Quali sono i segni di un problema oculare?
- occhio rosso o opaco, cambiamento di colore
- occhio chiuso/ fastidio alla luce
- secrezioni oculari abbondanti
- grattamento della regione perioculare
Cosa fare nell’immediato?
- applicare il collare di Elisabetta per evitare il grattamento ed il conseguente peggioramento del problema
- evitare di applicare colliri antibiotici o cortisonici senza indicazione medica
- programmare una visita oculistica entro 48h
- previo consulto medico è possibile pulire delicatamente l’area perioculare con soluzione fisiologica e l’ausilio di una garza in tessuto non tessuto ed eventualmente applicare delle lacrime artificiali
Quali sono le principali patologie?
- congiuntivite (allergiche, virali)
- anomalie di palpebre o ciglia
- traumi/ corpi estranei
- ulcere corneali
- deficit lacrimali (occhio secco)
- uveite (infiammazione della parte media dell’occhio)
- glaucoma (aumento della pressione dell’occhio)
- cataratta (opacamento del cristallino)
- distacco retinico (perdita della vista)
Come si svolge la visita oculistica?
La visita oculistica è un esame non doloroso e non invasivo. Richiede una minima collaborazione da parte del paziente per circa 45 minuti. Durante la visita vengono controllati i riflessi oculari, la simmetria e posizione degli occhi, e possono essere eseguiti dei test visivi. La visita oculistica veterinaria si basa soprattutto sulla valutazione della normale anatomia dell’occhio. Le strutture oculari (palpebre, ciglia, cornea, camera anteriore, iride e parte anteriore del cristallino) vengono esaminate accuratamente tramite la lampada a fessura, fonte luminosa ad alto ingrandimento. Vengono successivamente fatte delle misurazioni, quali la produzione lacrimale (Schirmer tear test) e la pressione intraoculare (tonometria). Possono essere applicati dei colliri diagnostici coloranti (es. fluoresceina o rosa bengala) per evidenziare alterazioni non visibili ad occhio nudo. Dopo aver dilatato la pupilla con un apposito collirio midriatico, viene effettuata la valutazione del fondo oculare.

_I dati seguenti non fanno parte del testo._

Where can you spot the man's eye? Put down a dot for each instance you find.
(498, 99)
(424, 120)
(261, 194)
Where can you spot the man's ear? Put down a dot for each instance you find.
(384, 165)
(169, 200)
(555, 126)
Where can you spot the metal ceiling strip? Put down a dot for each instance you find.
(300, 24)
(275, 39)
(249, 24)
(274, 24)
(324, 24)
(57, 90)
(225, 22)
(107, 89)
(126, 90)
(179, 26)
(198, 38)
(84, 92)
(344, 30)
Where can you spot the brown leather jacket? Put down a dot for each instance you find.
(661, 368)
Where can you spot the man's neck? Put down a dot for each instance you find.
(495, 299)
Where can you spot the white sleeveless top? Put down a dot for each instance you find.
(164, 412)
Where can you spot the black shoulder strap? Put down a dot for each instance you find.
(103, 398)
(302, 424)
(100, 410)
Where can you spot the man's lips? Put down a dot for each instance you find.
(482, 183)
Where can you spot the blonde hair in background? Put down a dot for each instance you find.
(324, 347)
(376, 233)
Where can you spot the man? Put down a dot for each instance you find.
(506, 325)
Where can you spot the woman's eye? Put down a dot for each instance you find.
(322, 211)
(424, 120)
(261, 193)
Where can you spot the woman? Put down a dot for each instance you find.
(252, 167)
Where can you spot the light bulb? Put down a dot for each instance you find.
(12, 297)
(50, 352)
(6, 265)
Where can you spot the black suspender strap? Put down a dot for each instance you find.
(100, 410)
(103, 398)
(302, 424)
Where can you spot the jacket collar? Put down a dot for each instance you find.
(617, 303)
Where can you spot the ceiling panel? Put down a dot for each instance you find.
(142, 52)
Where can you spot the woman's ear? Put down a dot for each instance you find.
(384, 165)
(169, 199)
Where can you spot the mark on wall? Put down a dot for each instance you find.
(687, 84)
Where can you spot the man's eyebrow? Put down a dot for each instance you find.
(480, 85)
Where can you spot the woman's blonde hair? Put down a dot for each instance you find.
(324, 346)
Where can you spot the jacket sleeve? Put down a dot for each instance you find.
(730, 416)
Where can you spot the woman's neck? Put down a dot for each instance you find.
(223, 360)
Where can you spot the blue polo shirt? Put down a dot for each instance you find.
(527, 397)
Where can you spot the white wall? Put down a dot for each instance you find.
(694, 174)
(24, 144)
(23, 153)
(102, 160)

Le pupille del soggetto resteranno dilatate alcune ore, sarà quindi importante evitare l’esposizione a luce intensa o ad altri agenti irritanti.
In alcuni casi possono essere proposte delle procedure collaterali (es. lavaggio dei dotti naso-lacrimali, ecografia oculare, esami ematici o diagnostica per immagini di secondo livello).
Le terapie
La terapia medica si basa sulla somministrazione di colliri o di unguenti oculari.
I colliri devono essere applicati più volte al giorno (da 3 a 12 volte secondo parere medico), instillando una singola goccia nell’occhio indicato. Nel caso in cui debbano essere somministrati più colliri è necessario attendere almeno 5 minuti tra uno e l’altro. I colliri a maggiore densità andranno applicati per ultimi, così come gli unguenti.
Se durante la terapia il soggetto dovesse manifestare improvviso ed intenso dolore oculare ed occhio chiuso si consiglia di sospendere i trattamenti a base di cortisone o ciclosporina e di avvisare immediatamente il veterinario.
Talvolta possono essere prescritti anche dei farmaci da somministrare per bocca, soprattutto per il controllo del dolore e dell’infiammazione, oppure in caso di infezioni profonde.
Il collare di Elisabetta è quasi sempre necessario per evitare il grattamento e l’insorgenza di lesioni oculari infette, deve essere indossato 24 ore su 24 fino a diversa indicazione.